Today I know him like you know someone who cries the same tears as you.

The vague melody of a child's music box. The blue room.

Blue all around me. The sky in the ceiling and the tides on the floor. A waiting crib in the middle and blue all around even though it's going to be a girl.

Still I struggle, a rebel wave in an ocean of deceit and plain truthfulness I was willing to ignore.

He's looking at me but not looking at me at all. He's looking through me. Searching for something else.

Like the possibility that we were alike in any way. That there was some common ground. That there was something in me that drove Harry to love me and maybe, just maybe, he could possess it too.

Truths just bellow the surface, though at the time they seemed hidden in the ocean's deepest abysses.

I lay a gentle hand over my rounded belly. A tired gesture. Morgana. A fine wizzarding name. I chose it more because of it's sea-related meaning but you agreed immediately. Because it's easier to give up on the small matters when you've killed off the important ones.

He is studying me. Trying to find something.

Like, what exactly made ginger, freckled, brown-eyed old me worthy of Harry Potter's love.

At least morning has broken. It's hard to hold back the tears when night comes.

I fell asleep without him by my side. A soulless body. All wounded pride.

But he goes on. Always far from my world. Always far from me. He denies it. That I'm acting insane. That he can take Morgana from me soon.

But I know he won't. I may have sold reason but not feelings.

Honey-coloured light comes from our bedroom just next door from the blue room. I ignore it and look at the morning's sky instead, with its piercing blueness and its paper clouds.

"It's impossible."

That he could continue to love Harry through me. Because I am the closest he's been to him, apart from the time he killed him. And therefore I'm his love's substitute. But in the moment he holds me in his arms I don't care. It's such a feeling! Like holding a shooting star your prisoner. An egotistical delight.
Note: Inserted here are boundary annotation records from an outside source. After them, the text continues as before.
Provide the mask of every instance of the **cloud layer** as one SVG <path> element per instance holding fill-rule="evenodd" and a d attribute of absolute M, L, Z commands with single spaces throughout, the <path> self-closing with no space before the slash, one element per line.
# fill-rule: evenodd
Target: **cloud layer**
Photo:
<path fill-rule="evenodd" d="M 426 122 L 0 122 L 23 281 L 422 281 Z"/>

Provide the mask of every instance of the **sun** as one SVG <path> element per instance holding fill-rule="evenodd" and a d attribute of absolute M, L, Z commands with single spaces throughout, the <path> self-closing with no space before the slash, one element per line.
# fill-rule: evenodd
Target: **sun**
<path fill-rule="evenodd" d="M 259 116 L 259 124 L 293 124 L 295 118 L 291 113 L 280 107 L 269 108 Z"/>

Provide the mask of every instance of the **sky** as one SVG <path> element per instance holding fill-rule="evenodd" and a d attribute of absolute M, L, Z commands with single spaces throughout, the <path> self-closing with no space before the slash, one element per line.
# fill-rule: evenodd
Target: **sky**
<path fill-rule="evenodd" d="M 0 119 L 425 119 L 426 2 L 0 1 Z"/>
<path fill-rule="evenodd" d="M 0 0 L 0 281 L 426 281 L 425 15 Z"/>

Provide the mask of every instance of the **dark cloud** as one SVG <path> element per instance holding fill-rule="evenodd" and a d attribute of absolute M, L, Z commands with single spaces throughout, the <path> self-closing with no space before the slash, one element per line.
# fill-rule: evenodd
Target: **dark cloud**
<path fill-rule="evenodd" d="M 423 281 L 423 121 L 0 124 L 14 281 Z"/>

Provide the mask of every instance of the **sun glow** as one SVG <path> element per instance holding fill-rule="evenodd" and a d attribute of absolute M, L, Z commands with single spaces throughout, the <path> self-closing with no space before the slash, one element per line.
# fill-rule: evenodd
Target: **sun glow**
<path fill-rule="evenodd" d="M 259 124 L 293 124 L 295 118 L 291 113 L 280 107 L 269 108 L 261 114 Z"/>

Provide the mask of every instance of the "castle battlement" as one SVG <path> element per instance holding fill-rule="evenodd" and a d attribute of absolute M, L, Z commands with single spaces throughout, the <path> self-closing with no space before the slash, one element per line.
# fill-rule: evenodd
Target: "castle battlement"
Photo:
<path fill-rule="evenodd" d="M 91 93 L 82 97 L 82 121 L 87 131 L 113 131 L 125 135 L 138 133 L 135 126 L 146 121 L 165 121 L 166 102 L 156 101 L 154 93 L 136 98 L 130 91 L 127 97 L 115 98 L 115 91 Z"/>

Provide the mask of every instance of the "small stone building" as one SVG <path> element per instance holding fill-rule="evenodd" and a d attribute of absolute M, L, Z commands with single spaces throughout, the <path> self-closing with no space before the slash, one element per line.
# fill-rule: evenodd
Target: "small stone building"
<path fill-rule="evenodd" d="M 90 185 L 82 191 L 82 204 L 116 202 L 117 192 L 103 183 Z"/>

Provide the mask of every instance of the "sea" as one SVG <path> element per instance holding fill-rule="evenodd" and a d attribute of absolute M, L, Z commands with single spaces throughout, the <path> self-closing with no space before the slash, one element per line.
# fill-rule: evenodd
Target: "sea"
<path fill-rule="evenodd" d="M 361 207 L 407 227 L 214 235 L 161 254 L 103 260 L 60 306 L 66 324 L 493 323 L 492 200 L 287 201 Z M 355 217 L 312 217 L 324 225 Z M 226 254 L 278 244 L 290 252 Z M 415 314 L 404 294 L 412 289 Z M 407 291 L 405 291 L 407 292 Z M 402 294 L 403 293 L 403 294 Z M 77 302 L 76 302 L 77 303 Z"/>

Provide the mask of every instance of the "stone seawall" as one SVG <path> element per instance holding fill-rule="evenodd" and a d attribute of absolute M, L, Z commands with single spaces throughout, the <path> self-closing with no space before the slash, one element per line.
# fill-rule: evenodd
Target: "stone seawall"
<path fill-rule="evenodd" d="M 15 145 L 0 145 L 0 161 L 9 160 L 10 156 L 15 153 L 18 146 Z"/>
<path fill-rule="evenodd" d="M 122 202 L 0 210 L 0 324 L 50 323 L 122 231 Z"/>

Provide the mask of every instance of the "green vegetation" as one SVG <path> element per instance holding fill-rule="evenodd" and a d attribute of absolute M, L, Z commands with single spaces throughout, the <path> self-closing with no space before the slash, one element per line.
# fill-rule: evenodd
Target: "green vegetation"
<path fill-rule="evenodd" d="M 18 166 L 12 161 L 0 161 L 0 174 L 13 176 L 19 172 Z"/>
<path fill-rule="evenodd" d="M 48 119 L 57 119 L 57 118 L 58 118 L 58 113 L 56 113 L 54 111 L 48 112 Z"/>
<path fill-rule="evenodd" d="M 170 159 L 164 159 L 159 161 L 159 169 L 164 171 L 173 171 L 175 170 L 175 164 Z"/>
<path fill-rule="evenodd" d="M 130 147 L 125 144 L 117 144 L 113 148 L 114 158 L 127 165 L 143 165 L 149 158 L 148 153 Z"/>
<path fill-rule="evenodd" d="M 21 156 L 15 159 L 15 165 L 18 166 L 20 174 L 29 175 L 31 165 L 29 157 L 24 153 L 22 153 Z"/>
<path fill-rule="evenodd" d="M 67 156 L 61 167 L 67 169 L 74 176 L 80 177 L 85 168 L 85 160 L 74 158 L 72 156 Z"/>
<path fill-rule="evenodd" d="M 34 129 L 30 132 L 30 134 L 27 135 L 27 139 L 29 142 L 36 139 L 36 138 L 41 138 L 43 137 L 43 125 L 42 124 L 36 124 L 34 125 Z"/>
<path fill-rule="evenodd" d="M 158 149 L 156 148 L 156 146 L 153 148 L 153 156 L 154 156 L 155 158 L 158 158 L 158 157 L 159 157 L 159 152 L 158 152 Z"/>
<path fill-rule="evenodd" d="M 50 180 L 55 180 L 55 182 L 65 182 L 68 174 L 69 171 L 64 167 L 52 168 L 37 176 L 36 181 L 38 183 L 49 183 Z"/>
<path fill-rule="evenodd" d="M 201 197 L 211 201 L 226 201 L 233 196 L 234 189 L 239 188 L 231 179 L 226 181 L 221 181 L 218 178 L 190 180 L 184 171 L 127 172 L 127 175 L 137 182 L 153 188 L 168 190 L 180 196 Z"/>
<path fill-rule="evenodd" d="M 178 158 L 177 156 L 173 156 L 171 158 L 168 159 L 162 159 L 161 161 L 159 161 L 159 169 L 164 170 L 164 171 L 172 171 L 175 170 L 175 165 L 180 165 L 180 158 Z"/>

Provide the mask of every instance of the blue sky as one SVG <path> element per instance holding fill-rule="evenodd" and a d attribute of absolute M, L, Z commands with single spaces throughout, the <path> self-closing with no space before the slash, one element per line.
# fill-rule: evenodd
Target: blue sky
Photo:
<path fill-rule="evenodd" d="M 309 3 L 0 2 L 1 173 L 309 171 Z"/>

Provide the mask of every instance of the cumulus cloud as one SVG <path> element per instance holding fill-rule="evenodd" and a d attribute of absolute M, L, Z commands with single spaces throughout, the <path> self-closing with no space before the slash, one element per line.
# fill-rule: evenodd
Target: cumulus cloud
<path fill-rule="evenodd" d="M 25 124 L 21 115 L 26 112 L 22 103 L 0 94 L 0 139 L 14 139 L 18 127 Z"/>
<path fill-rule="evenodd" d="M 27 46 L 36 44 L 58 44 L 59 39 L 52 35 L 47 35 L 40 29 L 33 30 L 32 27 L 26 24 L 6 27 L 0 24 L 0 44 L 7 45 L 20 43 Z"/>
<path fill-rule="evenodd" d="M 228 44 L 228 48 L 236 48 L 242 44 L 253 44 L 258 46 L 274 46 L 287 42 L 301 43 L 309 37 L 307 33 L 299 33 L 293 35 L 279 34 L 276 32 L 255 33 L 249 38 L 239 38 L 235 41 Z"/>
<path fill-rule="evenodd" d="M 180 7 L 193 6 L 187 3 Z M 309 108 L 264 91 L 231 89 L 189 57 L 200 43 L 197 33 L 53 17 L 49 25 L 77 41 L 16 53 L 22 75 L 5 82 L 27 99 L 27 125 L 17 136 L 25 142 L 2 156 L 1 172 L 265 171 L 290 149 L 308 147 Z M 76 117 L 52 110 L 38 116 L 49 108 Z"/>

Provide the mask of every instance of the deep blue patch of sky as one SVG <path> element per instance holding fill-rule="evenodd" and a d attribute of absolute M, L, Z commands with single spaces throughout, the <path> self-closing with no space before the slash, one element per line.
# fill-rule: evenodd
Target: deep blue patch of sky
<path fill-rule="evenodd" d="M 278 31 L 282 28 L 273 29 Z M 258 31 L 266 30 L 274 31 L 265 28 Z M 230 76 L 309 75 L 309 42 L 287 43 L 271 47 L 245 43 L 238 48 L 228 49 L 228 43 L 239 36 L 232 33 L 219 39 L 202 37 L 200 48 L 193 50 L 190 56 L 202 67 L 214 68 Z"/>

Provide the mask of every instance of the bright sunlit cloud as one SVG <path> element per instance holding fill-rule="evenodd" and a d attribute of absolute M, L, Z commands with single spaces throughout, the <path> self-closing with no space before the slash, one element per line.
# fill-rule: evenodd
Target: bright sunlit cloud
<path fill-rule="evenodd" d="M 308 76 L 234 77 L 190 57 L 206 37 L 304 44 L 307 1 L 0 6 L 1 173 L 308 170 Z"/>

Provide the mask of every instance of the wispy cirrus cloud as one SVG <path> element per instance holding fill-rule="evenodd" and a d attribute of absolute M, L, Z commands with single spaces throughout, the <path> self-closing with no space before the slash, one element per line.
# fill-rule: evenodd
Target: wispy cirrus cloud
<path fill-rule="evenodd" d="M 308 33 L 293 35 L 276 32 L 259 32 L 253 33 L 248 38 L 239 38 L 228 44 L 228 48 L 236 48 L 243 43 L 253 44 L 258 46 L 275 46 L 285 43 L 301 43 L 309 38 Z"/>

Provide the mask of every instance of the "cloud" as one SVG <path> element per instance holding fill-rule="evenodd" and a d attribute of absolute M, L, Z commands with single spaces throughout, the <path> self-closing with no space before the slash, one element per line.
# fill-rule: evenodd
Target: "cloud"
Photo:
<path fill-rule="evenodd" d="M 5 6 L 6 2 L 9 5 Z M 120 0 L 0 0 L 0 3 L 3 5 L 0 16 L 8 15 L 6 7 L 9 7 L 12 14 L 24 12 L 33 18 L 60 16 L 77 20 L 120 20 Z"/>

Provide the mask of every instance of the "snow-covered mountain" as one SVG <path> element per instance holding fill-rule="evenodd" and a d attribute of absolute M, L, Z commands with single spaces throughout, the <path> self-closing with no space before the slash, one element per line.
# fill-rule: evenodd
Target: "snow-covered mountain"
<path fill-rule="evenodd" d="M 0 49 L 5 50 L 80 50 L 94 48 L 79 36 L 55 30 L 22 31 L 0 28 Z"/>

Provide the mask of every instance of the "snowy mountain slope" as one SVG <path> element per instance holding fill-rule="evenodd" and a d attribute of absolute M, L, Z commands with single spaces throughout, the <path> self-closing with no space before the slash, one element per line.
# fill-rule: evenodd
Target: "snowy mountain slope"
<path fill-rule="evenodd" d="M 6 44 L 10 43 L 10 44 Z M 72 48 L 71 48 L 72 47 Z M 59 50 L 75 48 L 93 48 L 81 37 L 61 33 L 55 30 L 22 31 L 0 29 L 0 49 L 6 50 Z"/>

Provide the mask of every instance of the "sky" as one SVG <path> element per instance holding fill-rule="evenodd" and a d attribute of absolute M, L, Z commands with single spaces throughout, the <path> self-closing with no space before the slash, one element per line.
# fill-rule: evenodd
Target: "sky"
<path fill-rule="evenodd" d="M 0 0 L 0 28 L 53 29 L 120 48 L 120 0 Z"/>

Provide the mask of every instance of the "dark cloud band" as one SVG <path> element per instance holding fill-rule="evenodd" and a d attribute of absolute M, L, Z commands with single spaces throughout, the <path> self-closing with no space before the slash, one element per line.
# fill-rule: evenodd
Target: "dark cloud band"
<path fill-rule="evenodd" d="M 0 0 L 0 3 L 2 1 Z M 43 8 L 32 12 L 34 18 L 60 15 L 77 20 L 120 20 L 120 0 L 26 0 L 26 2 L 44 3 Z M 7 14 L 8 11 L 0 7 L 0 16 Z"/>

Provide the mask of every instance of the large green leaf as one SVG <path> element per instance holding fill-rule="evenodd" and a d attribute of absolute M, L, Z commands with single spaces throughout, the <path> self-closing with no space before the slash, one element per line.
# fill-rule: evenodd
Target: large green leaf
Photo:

A miracle between flames of passion.

Disbelieving. Surprised. Disgusted.

That he could transfer his desire to me as long…

As long as he pretended.

Secrets from the bottom of the ocean that I refuse to see. Lost ships. All of us.

Mermaids wink at me from the walls of the blue room. I open the window and a light breeze plays with the crystal blue mobile.

"Well, well, it seems little Weasley is not as good as I thought."

Hope in his eyes.

That he was somehow like me. That Harry could love, want , need someone like him. Someone "not good."

The night uncovers the pain that covers pleasure. Shadows of moonlight on my fallen angel. Draco.

But there's no day without night and no night without an end.

You stupid girl! I swear I'll never understand!

How could the Boy Who Lived have been with me.

"Where's Potter?"

"Maybe he's dead."

He looks at me.

Eyes wide.

With the terror of Harry's death. How can the one who loves go on when the object of their love ceases to exist?

"Do you really want to save me?"

And I do. And I tried.

Tears fall.

His.

"I killed him."

And he was so broken. And so was I because he is everything to me. When he hurts, I hurt.

I don't know if I want to be his saviour anymore. I'm the scent of sand dust. I'm the time that's passed.

From what I could gather they fought. Till death.

From I've heard whispered he told him he loved him.

From what was rumoured Harry asked for me. Died for me.

And Draco blames me for it.

Blue light shimmers across the blue room.

The manor. Just another form of cage.

I'm being summoned for breakfast. Where I'll be lady Malfoy.

I leave the blueness behind me. Along with the scent of sand dust.